Von dummen Kühen und Kamikaze-Tauben

Wenn Berge wirklich riefen, wie klänge das dann? Die Zugspitze mit ihren nicht einmal 3000 Metern etwas piepsig, der Mont Blanc schon etwas markiger, und der Mount Kenya mit Donnerstimme? Denn dort lagern in einer Höhe, wo auf der Zugspitze das Gipfelkreuz steht, noch friedlich wiederkäuend Kühe. Und überhaupt ist das Tierreich dort oben erstaunlich vielfältig, sowohl in Erscheinung wie auch in Legenden.
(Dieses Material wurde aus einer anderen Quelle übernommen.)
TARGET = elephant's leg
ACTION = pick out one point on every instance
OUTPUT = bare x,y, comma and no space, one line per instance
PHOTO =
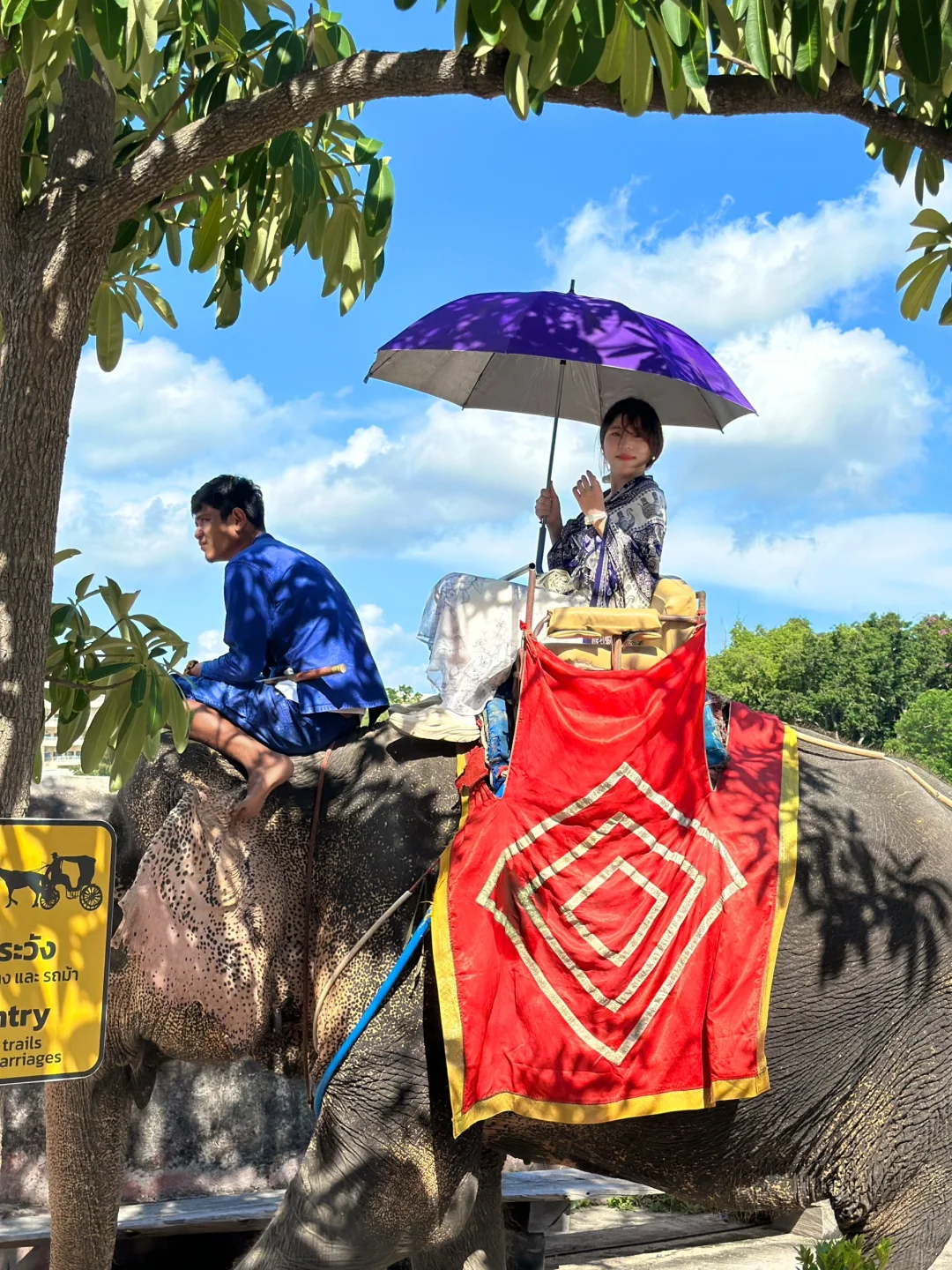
917,1221
88,1131
481,1244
Vor uns zeigt der weiche Waldboden ein paar große Löcher. Elefantenspuren sind, was auch fehlende Kanaldeckel hätten sein können. Auf unserer Wanderung am Fuß des Mount Kenya sind wir für solche Spuren ganz dankbar. Sie erinnern uns daran, wo wir sind. Denn die Landschaft sieht, dank britischer Bemühungen um Nadelbäume während der Kolonialzeit, noch immer ein bisschen wie der Schwarzwald aus.

Unser Wanderführer namens Mugo, der mit seinen Rastalocken, dem Stock in der einen und der Machete in der anderen Hand aussieht wie einer der Mau-Mau-Rebellen, hat allerlei Geschichten zu den Tieren auf Lager, die uns ständig – sichtbar und unsichtbar – begleiten. Leise singt er, während er vorangeht und spricht nur, wenn wir ihn etwas fragen.
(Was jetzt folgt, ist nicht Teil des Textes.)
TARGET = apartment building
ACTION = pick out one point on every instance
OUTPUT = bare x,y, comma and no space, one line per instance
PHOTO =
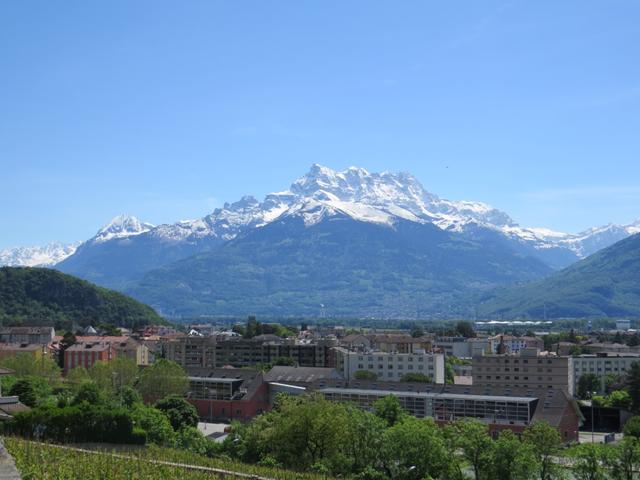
88,354
513,344
191,352
37,351
528,369
28,335
218,352
602,365
387,342
500,408
390,366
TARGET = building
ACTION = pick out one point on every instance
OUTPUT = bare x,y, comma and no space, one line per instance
87,354
386,342
453,346
603,365
513,344
37,351
27,335
228,394
134,350
500,408
191,352
528,370
390,366
623,325
301,375
218,352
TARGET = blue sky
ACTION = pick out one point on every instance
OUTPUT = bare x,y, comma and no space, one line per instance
167,109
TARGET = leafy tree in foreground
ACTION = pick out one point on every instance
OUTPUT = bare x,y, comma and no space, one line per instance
475,444
632,427
162,379
589,461
389,409
415,449
112,375
155,423
25,391
511,459
624,460
545,442
589,382
181,414
633,385
90,393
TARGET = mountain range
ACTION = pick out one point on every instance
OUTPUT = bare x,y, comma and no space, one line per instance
606,284
187,267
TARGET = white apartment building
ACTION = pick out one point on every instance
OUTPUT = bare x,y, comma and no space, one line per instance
602,365
390,366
Die Elefantenspuren sind für den Anfang gar nicht schlecht. Schön ist auch das Gerippe am Wegesrand. Eine seiner Kühe sei das gewesen, sagt der Waldläufer Mugo, der auf 2700 Metern Höhe eine kleine Landwirtschaft betreibt. Sie sei ihm eines Tages auf dem Weg ins Tal nachgelaufen und dann von einem Leoparden gefressen worden. Die Kuh war neu, nur zwei Wochen lang auf seinem Hof gewesen. Wusste es wohl nicht besser.

Abends sitzen wir auf dem Balkon unserer Hütte, die auf einem Steinpodest in etwa fünf Metern Höhe steht. Die drei Kühe, die Kollegen der unglücklichen vierten, von der bereits die Rede war, fressen sich langsam rund ums Haus, etwas abseits ebenso die drei Schafe. Es dämmert. Die Kühe lassen sich unter einem Baum in der Nähe nieder. Die Schafe stehen unten an der Treppe.

Das ist seltsam. Eine Stunde später, es ist mittlerweile dunkel, stehen immer noch dort. Mugo, der auch für uns kocht, erklärt, die Tiere suchten nachts die Nähe der Menschen, weil die wirklich wilden Tiere sich da nicht herantrauen. Auch nach dem Abendessen sind sie noch da, vor dem Schlafengehen und auch mitten in der Nacht, als uns Hundegebell weckt, stehen die Schafe wie drei Wächter in Wolluniformen vor unserer Treppe.

Bei Hunden heißt es immer, der will doch nur spielen. Bei Elefanten müsste es heißen, der will doch nur seine Ruhe. Als wir durch einen kilometertiefen Bambuswald stapfen, geht Mugo etwas bedächtiger. Wir kommen an einem Baum vorbei, an dem Früchte hängen, die wie kleine Kürbisse aussehen. Elefanten-Mango seien das.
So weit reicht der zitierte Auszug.